The company, which launched its third generation (3G) service in the UK and Italy in March, said it had signed up a total of 520,000 subscribers so far - with 155,000 in the UK - and was on track to hit its target of one million users in both countries by the end of the year.

There had been speculation that Hutchison would scale back its subscriber targets amid reports that initial take-up of the new service had been slower than expected.

Hutchison said it had ordered three million new 3G handsets in anticipation of a surge in new subscriptions in the autumn and winter.

"Of course we are very confident. Otherwise, why do we bother to order three million handsets this year?" said Hutchison managing director Canning Fok.

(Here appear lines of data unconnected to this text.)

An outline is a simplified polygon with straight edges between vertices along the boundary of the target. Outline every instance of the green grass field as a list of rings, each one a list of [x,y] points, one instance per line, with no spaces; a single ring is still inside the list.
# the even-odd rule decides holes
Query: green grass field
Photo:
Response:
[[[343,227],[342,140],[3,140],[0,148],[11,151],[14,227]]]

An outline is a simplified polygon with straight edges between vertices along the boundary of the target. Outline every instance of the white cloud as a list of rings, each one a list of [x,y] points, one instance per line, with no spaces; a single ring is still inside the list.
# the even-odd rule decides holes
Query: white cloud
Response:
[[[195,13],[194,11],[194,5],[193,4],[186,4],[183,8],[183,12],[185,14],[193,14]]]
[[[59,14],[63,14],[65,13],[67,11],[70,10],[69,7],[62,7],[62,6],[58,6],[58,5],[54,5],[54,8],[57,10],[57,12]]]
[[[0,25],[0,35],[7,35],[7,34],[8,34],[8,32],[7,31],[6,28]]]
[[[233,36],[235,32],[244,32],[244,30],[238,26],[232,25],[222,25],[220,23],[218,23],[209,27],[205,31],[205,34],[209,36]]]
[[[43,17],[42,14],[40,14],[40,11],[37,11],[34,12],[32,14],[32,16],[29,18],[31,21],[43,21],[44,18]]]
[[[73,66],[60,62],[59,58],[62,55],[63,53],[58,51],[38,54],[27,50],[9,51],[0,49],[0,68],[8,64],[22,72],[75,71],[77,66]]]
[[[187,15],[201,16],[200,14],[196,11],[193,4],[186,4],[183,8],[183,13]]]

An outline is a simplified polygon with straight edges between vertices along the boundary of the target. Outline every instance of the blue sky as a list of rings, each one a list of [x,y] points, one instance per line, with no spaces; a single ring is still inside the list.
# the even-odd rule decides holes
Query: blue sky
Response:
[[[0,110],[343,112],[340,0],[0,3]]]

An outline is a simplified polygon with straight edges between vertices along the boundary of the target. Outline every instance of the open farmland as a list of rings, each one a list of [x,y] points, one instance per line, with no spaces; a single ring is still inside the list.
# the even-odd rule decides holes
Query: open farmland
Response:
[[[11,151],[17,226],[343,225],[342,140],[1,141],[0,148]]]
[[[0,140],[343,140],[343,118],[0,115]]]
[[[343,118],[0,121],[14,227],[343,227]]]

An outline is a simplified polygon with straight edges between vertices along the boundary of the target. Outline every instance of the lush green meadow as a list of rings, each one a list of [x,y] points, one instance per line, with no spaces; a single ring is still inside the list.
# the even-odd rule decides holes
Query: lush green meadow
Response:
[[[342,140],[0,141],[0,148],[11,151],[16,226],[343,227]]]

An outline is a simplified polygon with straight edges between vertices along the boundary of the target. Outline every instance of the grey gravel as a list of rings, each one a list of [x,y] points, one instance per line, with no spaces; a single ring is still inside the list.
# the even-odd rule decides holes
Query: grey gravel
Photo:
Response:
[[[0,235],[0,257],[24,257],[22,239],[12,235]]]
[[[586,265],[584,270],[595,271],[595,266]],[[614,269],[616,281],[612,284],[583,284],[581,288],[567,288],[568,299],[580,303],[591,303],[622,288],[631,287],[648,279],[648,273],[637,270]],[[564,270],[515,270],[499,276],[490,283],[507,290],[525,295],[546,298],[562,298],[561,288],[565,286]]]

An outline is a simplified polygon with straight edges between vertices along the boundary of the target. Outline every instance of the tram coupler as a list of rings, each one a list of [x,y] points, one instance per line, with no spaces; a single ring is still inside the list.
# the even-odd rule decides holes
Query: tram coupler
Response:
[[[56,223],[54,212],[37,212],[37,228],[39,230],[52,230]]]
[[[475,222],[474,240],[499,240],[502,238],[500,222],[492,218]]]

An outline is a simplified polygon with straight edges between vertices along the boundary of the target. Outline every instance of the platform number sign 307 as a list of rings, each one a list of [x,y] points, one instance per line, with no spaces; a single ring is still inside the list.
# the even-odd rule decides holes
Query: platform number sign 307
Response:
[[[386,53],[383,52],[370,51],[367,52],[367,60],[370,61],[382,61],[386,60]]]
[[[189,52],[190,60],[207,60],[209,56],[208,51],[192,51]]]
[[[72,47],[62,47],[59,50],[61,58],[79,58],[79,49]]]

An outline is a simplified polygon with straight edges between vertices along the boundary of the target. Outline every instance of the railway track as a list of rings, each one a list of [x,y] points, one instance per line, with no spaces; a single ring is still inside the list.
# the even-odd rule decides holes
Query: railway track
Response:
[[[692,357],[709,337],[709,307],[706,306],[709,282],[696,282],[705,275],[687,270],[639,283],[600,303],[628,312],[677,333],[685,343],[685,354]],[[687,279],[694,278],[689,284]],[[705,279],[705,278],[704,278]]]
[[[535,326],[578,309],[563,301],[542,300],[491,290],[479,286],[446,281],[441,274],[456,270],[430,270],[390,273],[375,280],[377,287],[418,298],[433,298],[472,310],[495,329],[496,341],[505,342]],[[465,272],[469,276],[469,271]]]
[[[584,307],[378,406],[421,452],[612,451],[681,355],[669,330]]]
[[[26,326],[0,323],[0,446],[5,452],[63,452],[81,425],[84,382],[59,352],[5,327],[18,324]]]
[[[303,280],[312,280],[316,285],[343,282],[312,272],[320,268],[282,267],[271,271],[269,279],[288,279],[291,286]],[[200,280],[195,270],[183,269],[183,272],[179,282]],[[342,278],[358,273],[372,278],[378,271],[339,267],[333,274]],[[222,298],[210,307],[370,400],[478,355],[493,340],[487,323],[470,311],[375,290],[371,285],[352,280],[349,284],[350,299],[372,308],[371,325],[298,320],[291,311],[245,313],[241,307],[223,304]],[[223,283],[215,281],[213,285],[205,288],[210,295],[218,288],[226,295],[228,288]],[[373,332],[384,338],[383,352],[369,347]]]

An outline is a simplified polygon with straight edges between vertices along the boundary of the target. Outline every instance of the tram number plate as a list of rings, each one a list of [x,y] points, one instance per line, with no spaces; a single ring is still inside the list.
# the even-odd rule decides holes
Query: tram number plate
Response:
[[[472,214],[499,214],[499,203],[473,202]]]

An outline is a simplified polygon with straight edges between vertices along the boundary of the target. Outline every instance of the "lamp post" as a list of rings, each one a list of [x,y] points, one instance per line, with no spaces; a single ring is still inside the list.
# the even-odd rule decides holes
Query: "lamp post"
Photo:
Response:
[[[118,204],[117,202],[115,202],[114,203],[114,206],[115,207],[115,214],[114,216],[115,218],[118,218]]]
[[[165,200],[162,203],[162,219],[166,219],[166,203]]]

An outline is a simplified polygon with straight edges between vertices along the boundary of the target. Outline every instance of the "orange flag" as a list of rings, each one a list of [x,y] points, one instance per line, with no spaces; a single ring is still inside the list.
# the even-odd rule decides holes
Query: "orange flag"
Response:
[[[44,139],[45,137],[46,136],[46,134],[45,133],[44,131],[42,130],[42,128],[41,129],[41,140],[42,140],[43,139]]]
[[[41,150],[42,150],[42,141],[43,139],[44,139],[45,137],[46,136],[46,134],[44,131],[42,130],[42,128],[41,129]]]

Telecoms firms are counting on third generation mobile services, which allow users to send and receive video clips and browse the internet, to stimulate fresh demand in a mobile market that is approaching saturation point in most industrialised countries.

However, many companies, burdened with debt after paying hefty prices for the spectrum licences needed to operate the new services, have been forced to postpone the launch of their 3G networks.

Some analysts are sceptical that mass demand for the new services will materialise in the short term, arguing that few consumers will be willing to pay the hefty premiums levied by 3G operators.

In an effort to increase its market share, Hutchison has cut charges on its basic, voice-only service, competing directly with traditional mobile operators such as Vodafone.

Hutchison's optimistic 3G forecast came as the company, which also has interests in hotels, container ports, supermarkets, and oil, turned in a net profit of HK$ 6bn ($778m ; 466.8m) for the first six months of the 2003, up from HK$5.9bn during the same period last year.